Is it Better for a Business to Give Cash or Assets to a Charity?
What's the Difference Between Cash or Property Donations
Businesses begin to consider ways to cut their taxes toward the end of the calendar year and many start looking at assets that have been sitting around gathering dust for months. These assets might include:
- Out-of-date office equipment or furniture
- Obsolete (or not so obsolete) machinery
- Vehicles that are no longer being used
If you've been thinking about donating some equipment or furniture to charity, that's great, but make sure you maximize the tax benefits of a charitable donation before you start turning over property.
Deducting Donations to Charity
First look at whether you can take a tax deduction for giving to your charity of choice. You must donate to a charity that is approved by the Internal Revenue Service as a non-profit to claim a deduction. The IRS Exempt Organization Select Check provides a complete list of approved charities, as well as a search tool.

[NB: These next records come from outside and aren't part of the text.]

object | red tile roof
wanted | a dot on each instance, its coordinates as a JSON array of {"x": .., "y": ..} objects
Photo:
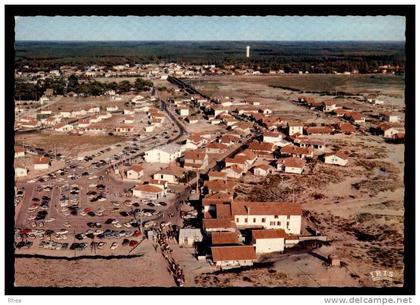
[
  {"x": 148, "y": 188},
  {"x": 293, "y": 162},
  {"x": 224, "y": 238},
  {"x": 265, "y": 208},
  {"x": 233, "y": 253},
  {"x": 137, "y": 167},
  {"x": 339, "y": 154},
  {"x": 218, "y": 223},
  {"x": 264, "y": 234},
  {"x": 42, "y": 160}
]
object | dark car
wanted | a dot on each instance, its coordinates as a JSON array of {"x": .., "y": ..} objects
[
  {"x": 109, "y": 221},
  {"x": 133, "y": 243}
]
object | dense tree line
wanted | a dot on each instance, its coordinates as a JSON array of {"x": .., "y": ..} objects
[{"x": 318, "y": 57}]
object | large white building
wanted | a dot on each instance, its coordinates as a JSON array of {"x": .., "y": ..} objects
[
  {"x": 266, "y": 241},
  {"x": 163, "y": 154},
  {"x": 268, "y": 215},
  {"x": 337, "y": 158},
  {"x": 21, "y": 172}
]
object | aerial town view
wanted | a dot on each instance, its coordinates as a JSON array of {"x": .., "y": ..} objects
[{"x": 244, "y": 161}]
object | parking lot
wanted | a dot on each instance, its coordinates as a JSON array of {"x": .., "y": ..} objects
[{"x": 82, "y": 209}]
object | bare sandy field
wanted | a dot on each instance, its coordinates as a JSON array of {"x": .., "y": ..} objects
[{"x": 147, "y": 270}]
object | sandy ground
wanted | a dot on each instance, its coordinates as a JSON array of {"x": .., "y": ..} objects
[{"x": 127, "y": 272}]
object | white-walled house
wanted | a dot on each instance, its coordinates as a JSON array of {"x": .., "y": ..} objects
[
  {"x": 187, "y": 237},
  {"x": 163, "y": 154},
  {"x": 267, "y": 241},
  {"x": 19, "y": 152},
  {"x": 262, "y": 170},
  {"x": 291, "y": 165},
  {"x": 41, "y": 163},
  {"x": 390, "y": 117},
  {"x": 63, "y": 127},
  {"x": 148, "y": 192},
  {"x": 272, "y": 137},
  {"x": 135, "y": 172},
  {"x": 170, "y": 174},
  {"x": 268, "y": 215},
  {"x": 21, "y": 172},
  {"x": 337, "y": 158},
  {"x": 184, "y": 111},
  {"x": 227, "y": 257},
  {"x": 294, "y": 128}
]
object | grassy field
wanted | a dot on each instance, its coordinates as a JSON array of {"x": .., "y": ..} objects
[
  {"x": 318, "y": 83},
  {"x": 67, "y": 142}
]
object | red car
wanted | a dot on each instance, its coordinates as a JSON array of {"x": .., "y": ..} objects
[
  {"x": 137, "y": 233},
  {"x": 133, "y": 243}
]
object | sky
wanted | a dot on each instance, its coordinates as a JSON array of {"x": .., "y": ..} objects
[{"x": 157, "y": 28}]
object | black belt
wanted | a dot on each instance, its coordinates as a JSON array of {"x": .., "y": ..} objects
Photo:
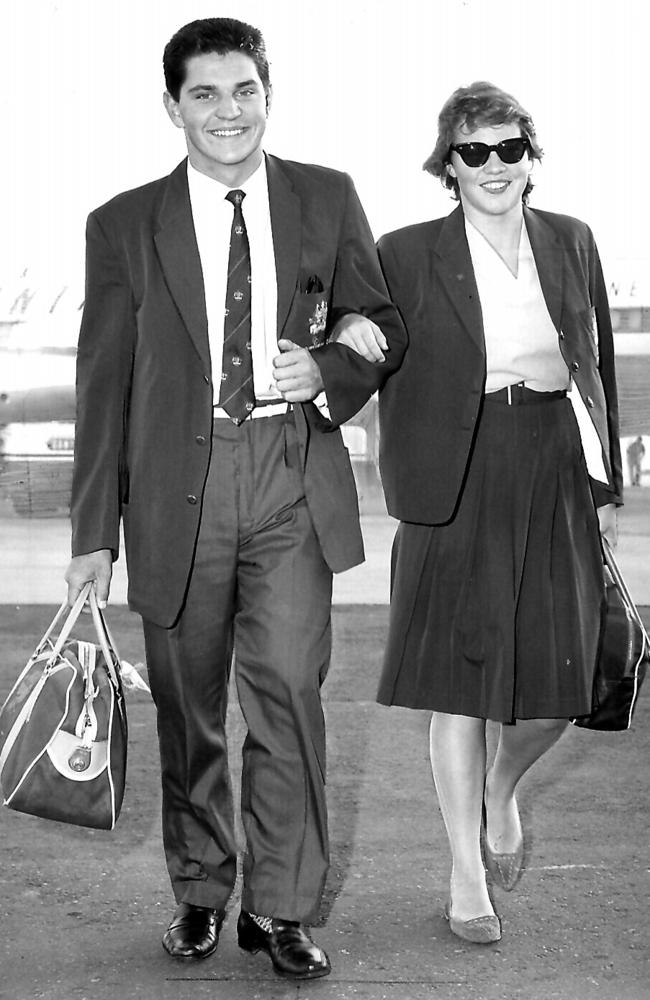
[{"x": 515, "y": 395}]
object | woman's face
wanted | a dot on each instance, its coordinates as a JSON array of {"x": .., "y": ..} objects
[{"x": 496, "y": 188}]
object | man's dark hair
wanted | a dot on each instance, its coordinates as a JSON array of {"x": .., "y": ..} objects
[
  {"x": 212, "y": 34},
  {"x": 472, "y": 107}
]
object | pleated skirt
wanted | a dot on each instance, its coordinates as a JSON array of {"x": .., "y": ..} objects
[{"x": 497, "y": 613}]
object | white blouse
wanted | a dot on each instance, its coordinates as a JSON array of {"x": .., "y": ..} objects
[{"x": 521, "y": 341}]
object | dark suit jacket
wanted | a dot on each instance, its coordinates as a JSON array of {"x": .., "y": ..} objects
[
  {"x": 144, "y": 385},
  {"x": 429, "y": 409}
]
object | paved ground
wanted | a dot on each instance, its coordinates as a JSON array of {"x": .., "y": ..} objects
[
  {"x": 82, "y": 912},
  {"x": 33, "y": 554}
]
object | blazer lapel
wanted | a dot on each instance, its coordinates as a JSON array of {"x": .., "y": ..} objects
[
  {"x": 550, "y": 263},
  {"x": 457, "y": 275},
  {"x": 179, "y": 258},
  {"x": 286, "y": 228}
]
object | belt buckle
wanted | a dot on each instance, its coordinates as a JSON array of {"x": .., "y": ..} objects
[{"x": 509, "y": 388}]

Before you make a decision as to whether to donate an asset or to sell it and donate the cash, you must also:
- Determine the original value of the asset when you purchased it, including the cost of shipping and setting it up.
- Estimate the asset's current fair market value.
You should keep accurate and complete records on business assets so you can substantiate the original value.
Appraising Business Property
You must be able to demonstrate that the fair market value is accurate for donations of business assets or property with a value greater than $250.
Consult Your Tax Adviser
When you have determined the original value and the current fair market value of your donation, consider consulting your tax adviser before making a decision about whether to donate the asset or the cash proceeds from its sale.
Several variables may affect your decision, including potential capital gains and the type of business you own. Some general guidelines can help you make the decision:
- Consider whether the asset has increased (appreciated) or decreased (depreciated) in value.
- If it has appreciated, you'll probably realize larger tax savings by donating the asset directly to the charity. If you sell the asset and give the proceeds to charity, the increase in value will likely produce a capital gain which will result in increased taxes for you or your business. The charity will probably be able to sell or auction off the asset for a higher price, too.
- If the asset has depreciated, it is usually better to sell the asset and take the loss, then donate the proceeds to a charity. If you donate the depreciated asset directly, you'll only receive a deduction for the decrease in value.
- If you're donating inventory, you must first establish its cost basis using LIFO, FIFO or other means. You can deduct the fair market value or the tax basis, whichever is less.
- If you're donating property with a mortgage against it, you must reduce the fair market value by the value of any interest you paid or will pay after the contribution. You can't claim the interest deduction and a charitable deduction on the same amount.
Documenting the Gift
You will need a letter from the charity that acknowledges the donation whether you donate cash or assets. The letter should include the exact amount donated for cash donations. The charity does not estimate value for property or asset donations. You must be able to prove value with an appraisal or some other independent assessment.
NOTE: Tax laws change periodically, and you should consult with a tax professional for the most up-to-date advice. The information contained in this article is not intended as tax advice and is not a substitute for tax advice.